Very quickly I was in the OR and under general anesthesia with a breathing tube down my throat. This was necessary because they were going to manually dilate me and if I were awake at all I would thrash around in pain from the procedure. Before I knew it, I heard the anesthesiologist calling me out of the depths. I woke up sobbing (this is my typical reaction to general anesthesia) and then quickly transitioned to cracking jokes and entertaining the recovery room nurses. It wasn’t because I found the situation funny; it’s just how my body reacts to the medication. Before Chris and I were even dating, I flashed him in a hospital room following an appendectomy.
Dr. James followed up with us to share how the surgery went. He said I would have continued to bleed extremely heavily for a very long time if we had not completed the miscarriage. It’s unclear why my uterine lining was so thick, but I was grateful that he had done the procedure. I was out of the hospital by midnight (we checked in at 9pm), in what must have been the quickest ER visit in history. Relief washed over me. I had closure and could finally process everything that had happened. I crawled into bed at 1am, grateful that I would not have to get up with my son at our usual 5:30 hour. My mom had changed her flight to be with us another day and my husband had taken the day off of work to care for Barrett. I needed a day to recover and transition back into full-time mothering.
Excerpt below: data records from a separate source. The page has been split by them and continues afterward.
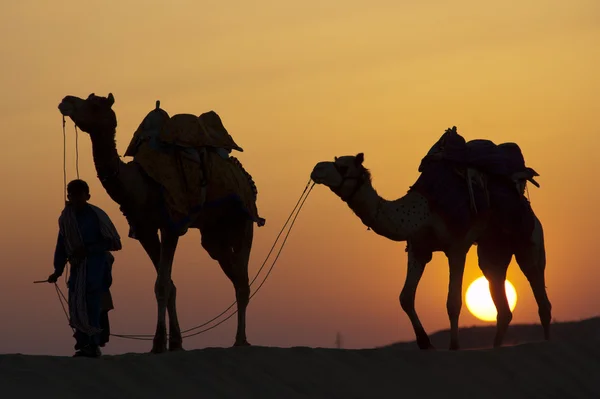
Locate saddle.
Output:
[124,101,264,236]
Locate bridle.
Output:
[330,162,367,202]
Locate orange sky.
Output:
[0,0,600,354]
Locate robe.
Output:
[54,204,121,350]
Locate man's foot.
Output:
[73,346,102,358]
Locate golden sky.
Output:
[0,0,600,354]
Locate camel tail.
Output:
[228,156,258,200]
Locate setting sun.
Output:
[465,276,517,321]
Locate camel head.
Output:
[58,93,117,134]
[310,152,371,201]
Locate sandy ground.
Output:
[0,337,600,399]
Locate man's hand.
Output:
[71,247,87,259]
[48,273,60,284]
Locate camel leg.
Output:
[152,229,179,353]
[227,221,254,346]
[202,217,254,346]
[515,217,552,340]
[477,240,512,348]
[400,244,434,349]
[139,232,183,351]
[446,253,467,350]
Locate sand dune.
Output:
[0,322,600,399]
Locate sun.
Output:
[465,276,517,321]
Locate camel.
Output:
[58,93,254,353]
[311,153,551,350]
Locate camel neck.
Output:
[90,130,124,205]
[348,182,421,241]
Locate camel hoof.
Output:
[169,342,185,352]
[417,337,435,350]
[150,342,167,355]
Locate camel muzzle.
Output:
[58,96,85,116]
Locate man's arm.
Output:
[54,232,68,276]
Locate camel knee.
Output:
[399,290,415,313]
[446,296,462,319]
[234,281,250,306]
[154,279,174,306]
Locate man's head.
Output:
[67,179,90,208]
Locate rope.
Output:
[75,125,79,179]
[49,180,315,341]
[63,115,67,204]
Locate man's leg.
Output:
[67,267,89,352]
[78,256,104,357]
[100,310,110,347]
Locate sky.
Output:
[0,0,600,355]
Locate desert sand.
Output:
[0,318,600,399]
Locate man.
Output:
[48,179,121,357]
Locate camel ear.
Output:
[354,152,365,166]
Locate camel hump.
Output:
[159,111,244,151]
[123,101,170,157]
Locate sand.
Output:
[0,340,600,399]
[0,318,600,399]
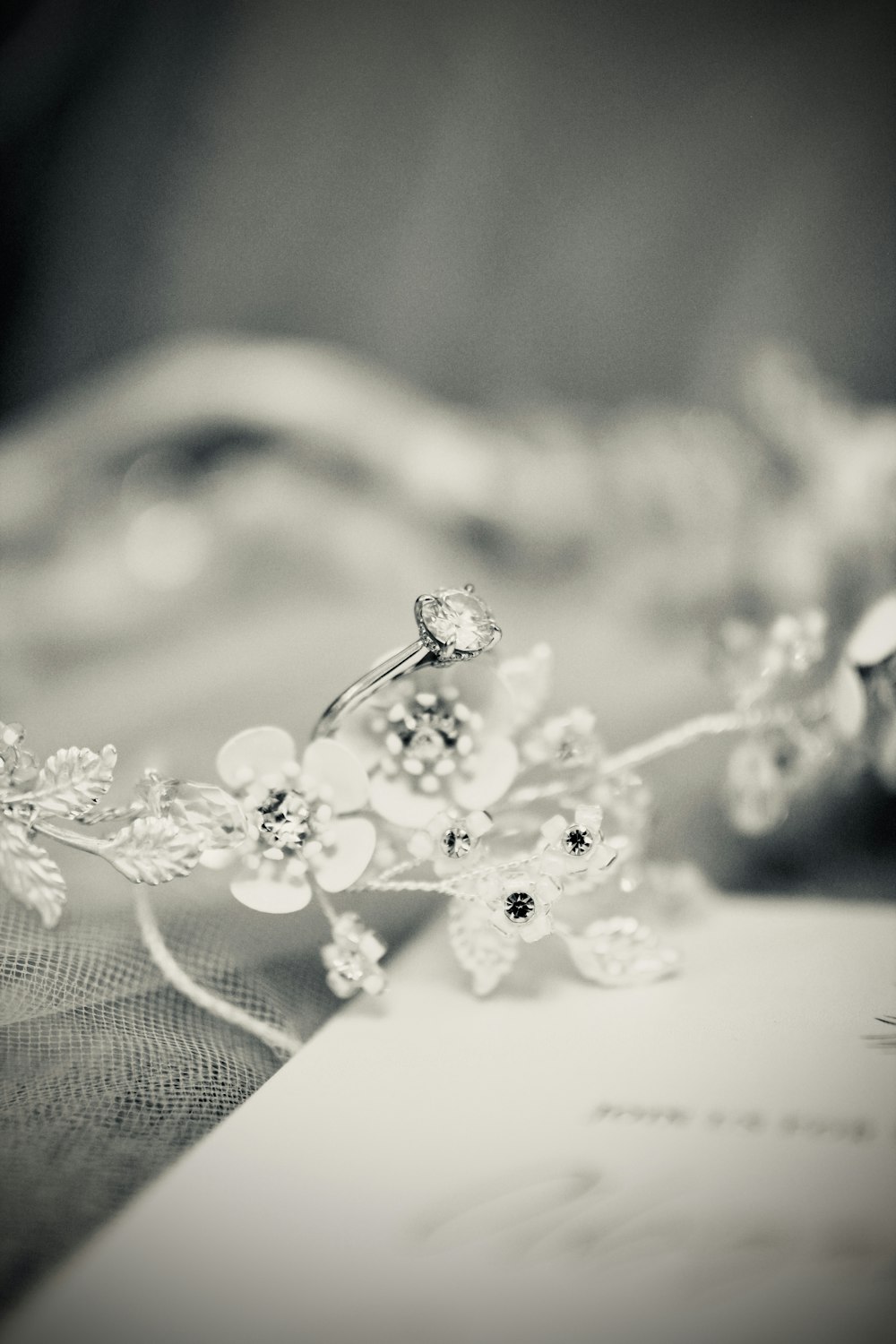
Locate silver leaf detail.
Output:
[99,817,202,887]
[563,916,681,988]
[0,823,65,929]
[449,897,520,995]
[16,746,116,817]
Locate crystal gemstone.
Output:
[563,827,594,859]
[419,589,495,653]
[441,827,473,859]
[258,789,312,849]
[504,892,535,924]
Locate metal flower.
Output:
[321,911,385,999]
[211,728,376,914]
[478,862,563,943]
[407,809,492,878]
[336,659,529,830]
[540,804,616,878]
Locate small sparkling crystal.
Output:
[258,789,312,849]
[504,892,535,924]
[563,827,594,859]
[419,589,495,653]
[441,827,473,859]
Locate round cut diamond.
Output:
[419,589,495,653]
[504,892,535,924]
[563,827,594,859]
[441,827,473,859]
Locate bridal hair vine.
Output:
[0,585,896,1011]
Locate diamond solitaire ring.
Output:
[314,583,501,738]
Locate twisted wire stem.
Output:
[134,887,302,1058]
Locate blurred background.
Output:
[0,0,896,1312]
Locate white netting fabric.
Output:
[0,894,367,1303]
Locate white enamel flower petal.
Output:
[229,878,312,916]
[302,738,371,812]
[371,774,444,831]
[313,817,376,892]
[216,728,296,789]
[452,738,520,809]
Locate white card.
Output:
[4,900,896,1344]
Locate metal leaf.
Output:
[0,822,65,929]
[563,916,681,988]
[99,817,202,887]
[22,746,116,817]
[449,897,520,995]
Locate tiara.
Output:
[0,585,896,1048]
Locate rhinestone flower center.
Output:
[563,827,594,859]
[441,827,473,859]
[504,892,535,924]
[258,789,313,851]
[385,691,473,788]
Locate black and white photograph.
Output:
[0,0,896,1344]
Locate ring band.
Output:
[314,583,501,738]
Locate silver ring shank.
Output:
[314,639,436,738]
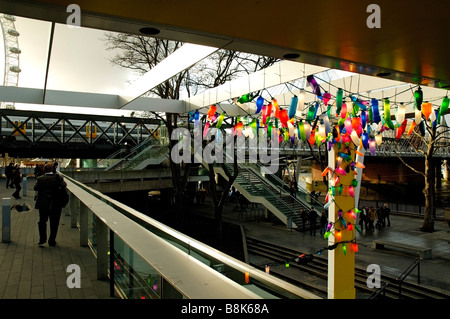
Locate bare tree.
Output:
[104,33,277,219]
[396,116,450,232]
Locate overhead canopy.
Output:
[0,0,450,87]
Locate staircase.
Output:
[211,160,323,228]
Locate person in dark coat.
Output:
[5,162,14,188]
[11,164,22,199]
[309,206,319,236]
[34,163,67,246]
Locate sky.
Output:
[0,16,144,114]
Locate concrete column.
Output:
[328,143,356,299]
[80,203,89,247]
[69,195,80,228]
[95,219,109,279]
[2,198,11,243]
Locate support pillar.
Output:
[328,143,356,299]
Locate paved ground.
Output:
[0,179,114,299]
[0,175,450,299]
[220,204,450,293]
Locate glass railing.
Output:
[65,172,317,299]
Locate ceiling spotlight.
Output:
[139,27,161,35]
[283,53,300,60]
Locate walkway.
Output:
[0,178,110,299]
[214,203,450,293]
[0,174,450,299]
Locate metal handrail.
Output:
[396,257,422,299]
[368,282,389,299]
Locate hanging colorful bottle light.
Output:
[234,122,244,136]
[344,116,353,134]
[272,99,280,119]
[408,121,416,135]
[208,105,217,119]
[216,112,225,128]
[323,92,331,106]
[369,138,377,155]
[414,86,423,111]
[384,99,395,130]
[280,109,289,127]
[306,75,322,97]
[395,103,406,123]
[255,96,264,114]
[194,111,200,127]
[361,132,370,149]
[371,99,381,123]
[266,102,273,124]
[336,89,344,115]
[203,122,210,138]
[350,131,361,147]
[437,97,450,124]
[341,102,347,119]
[304,122,311,140]
[422,102,433,120]
[322,113,331,135]
[306,105,316,122]
[361,111,367,129]
[288,95,298,119]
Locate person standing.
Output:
[320,210,328,236]
[34,163,67,246]
[5,162,14,188]
[383,203,391,227]
[11,164,22,199]
[309,206,318,236]
[300,209,308,232]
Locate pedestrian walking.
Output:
[11,164,22,199]
[5,162,14,188]
[308,206,319,236]
[320,210,328,236]
[369,206,377,230]
[300,209,308,232]
[34,163,67,246]
[383,203,391,227]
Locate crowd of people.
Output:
[358,203,391,231]
[300,203,391,236]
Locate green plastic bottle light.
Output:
[336,89,344,114]
[414,86,423,110]
[216,112,225,128]
[437,97,450,124]
[384,99,395,130]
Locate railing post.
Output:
[417,259,421,285]
[80,203,89,247]
[2,198,11,243]
[69,194,80,228]
[109,229,114,297]
[95,219,109,279]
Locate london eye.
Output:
[0,14,21,109]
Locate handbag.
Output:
[56,175,69,208]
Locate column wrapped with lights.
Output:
[414,86,423,111]
[306,75,322,97]
[370,99,381,123]
[437,96,450,124]
[325,138,357,299]
[255,96,264,114]
[288,95,298,119]
[384,99,395,130]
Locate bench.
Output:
[372,239,431,259]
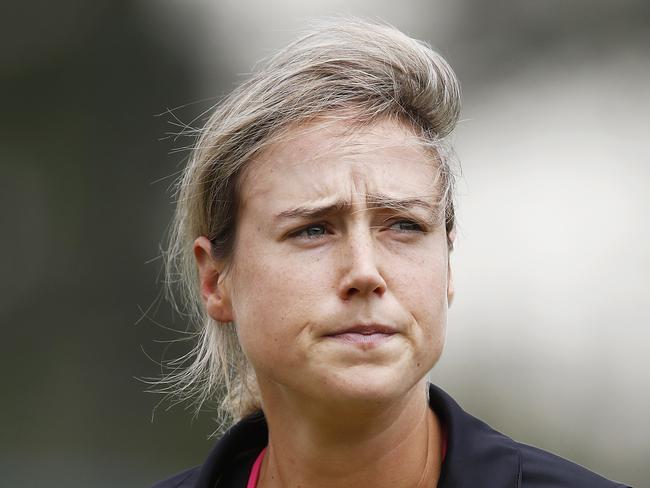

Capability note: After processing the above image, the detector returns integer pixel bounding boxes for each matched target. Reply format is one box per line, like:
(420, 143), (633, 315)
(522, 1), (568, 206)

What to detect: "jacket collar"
(196, 385), (521, 488)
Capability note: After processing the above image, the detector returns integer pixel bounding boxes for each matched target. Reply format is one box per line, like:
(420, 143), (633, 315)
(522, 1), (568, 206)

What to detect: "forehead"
(240, 120), (438, 209)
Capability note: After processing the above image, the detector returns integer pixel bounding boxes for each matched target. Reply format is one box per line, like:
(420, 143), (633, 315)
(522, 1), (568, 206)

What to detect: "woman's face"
(218, 121), (451, 408)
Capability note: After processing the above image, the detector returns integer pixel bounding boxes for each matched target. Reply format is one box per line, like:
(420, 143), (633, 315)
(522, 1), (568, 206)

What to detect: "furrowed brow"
(274, 200), (352, 220)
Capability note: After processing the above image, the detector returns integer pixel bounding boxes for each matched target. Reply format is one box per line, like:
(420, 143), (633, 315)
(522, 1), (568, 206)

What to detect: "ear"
(194, 236), (233, 322)
(447, 227), (456, 307)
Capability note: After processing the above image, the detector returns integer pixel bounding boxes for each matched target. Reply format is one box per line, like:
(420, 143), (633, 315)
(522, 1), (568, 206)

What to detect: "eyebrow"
(274, 194), (438, 220)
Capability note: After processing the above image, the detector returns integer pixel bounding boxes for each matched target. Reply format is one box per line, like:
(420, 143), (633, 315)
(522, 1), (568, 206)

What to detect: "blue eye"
(294, 224), (327, 239)
(390, 220), (423, 232)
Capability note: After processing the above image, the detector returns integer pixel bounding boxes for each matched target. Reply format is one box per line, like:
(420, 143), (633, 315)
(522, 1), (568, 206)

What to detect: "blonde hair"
(157, 19), (460, 423)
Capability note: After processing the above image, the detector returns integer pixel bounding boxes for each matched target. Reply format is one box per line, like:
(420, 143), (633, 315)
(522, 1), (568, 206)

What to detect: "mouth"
(325, 324), (397, 349)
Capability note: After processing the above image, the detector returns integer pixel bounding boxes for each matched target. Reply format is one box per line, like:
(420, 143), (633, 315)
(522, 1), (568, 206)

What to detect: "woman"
(156, 21), (621, 488)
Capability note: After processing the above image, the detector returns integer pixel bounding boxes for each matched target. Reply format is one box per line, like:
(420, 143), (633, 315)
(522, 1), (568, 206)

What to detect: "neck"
(258, 382), (441, 488)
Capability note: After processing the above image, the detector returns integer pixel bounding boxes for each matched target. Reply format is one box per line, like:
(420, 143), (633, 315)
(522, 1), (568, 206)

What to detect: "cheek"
(227, 246), (322, 366)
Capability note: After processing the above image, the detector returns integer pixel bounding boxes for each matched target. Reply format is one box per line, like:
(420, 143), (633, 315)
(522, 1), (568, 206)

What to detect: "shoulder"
(151, 466), (201, 488)
(512, 441), (626, 488)
(429, 385), (626, 488)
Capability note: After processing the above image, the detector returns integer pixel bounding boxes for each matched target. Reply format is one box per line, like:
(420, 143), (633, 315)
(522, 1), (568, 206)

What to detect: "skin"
(194, 120), (453, 488)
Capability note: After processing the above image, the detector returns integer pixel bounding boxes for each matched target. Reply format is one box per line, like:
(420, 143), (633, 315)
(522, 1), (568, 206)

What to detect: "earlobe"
(193, 236), (233, 322)
(447, 259), (455, 307)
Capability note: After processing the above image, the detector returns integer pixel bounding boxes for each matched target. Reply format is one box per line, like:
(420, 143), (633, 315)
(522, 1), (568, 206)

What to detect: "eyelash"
(289, 219), (425, 240)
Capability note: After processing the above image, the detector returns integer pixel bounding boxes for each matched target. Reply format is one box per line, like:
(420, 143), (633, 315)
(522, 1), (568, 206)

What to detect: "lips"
(325, 324), (397, 350)
(326, 324), (397, 336)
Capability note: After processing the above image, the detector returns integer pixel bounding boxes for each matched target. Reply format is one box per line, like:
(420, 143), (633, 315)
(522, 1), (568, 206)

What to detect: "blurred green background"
(0, 0), (650, 487)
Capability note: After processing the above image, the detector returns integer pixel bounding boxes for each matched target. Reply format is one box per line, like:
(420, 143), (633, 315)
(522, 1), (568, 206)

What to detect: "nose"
(339, 230), (386, 300)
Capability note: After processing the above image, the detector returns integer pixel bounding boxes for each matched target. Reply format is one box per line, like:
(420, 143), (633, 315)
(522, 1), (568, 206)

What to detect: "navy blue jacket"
(153, 385), (627, 488)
I awoke at a leisurely eight in the morning, enjoyed a hot shower, ate breakfast and spent time reading Scripture and praying. It felt so good to be finally taking care of my needs. The bleeding was minimal and I felt like myself again. The rest of day was peaceful and my son played happily with ‘Nama’ and Dada, while I had the opportunity to nap and write this story. Bristol is gone from my belly and from this world, but I will always carry her in my heart.
This verse my dad shared encouraged me and I hope it will do the same for you.
Blessed be the God and Father of our Lord Jesus Christ, the Father of mercies and the God of all comfort, who comforts us in all our affliction, so that we may be able to comfort those in any affliction with the comfort with which we ourselves are comforted by God.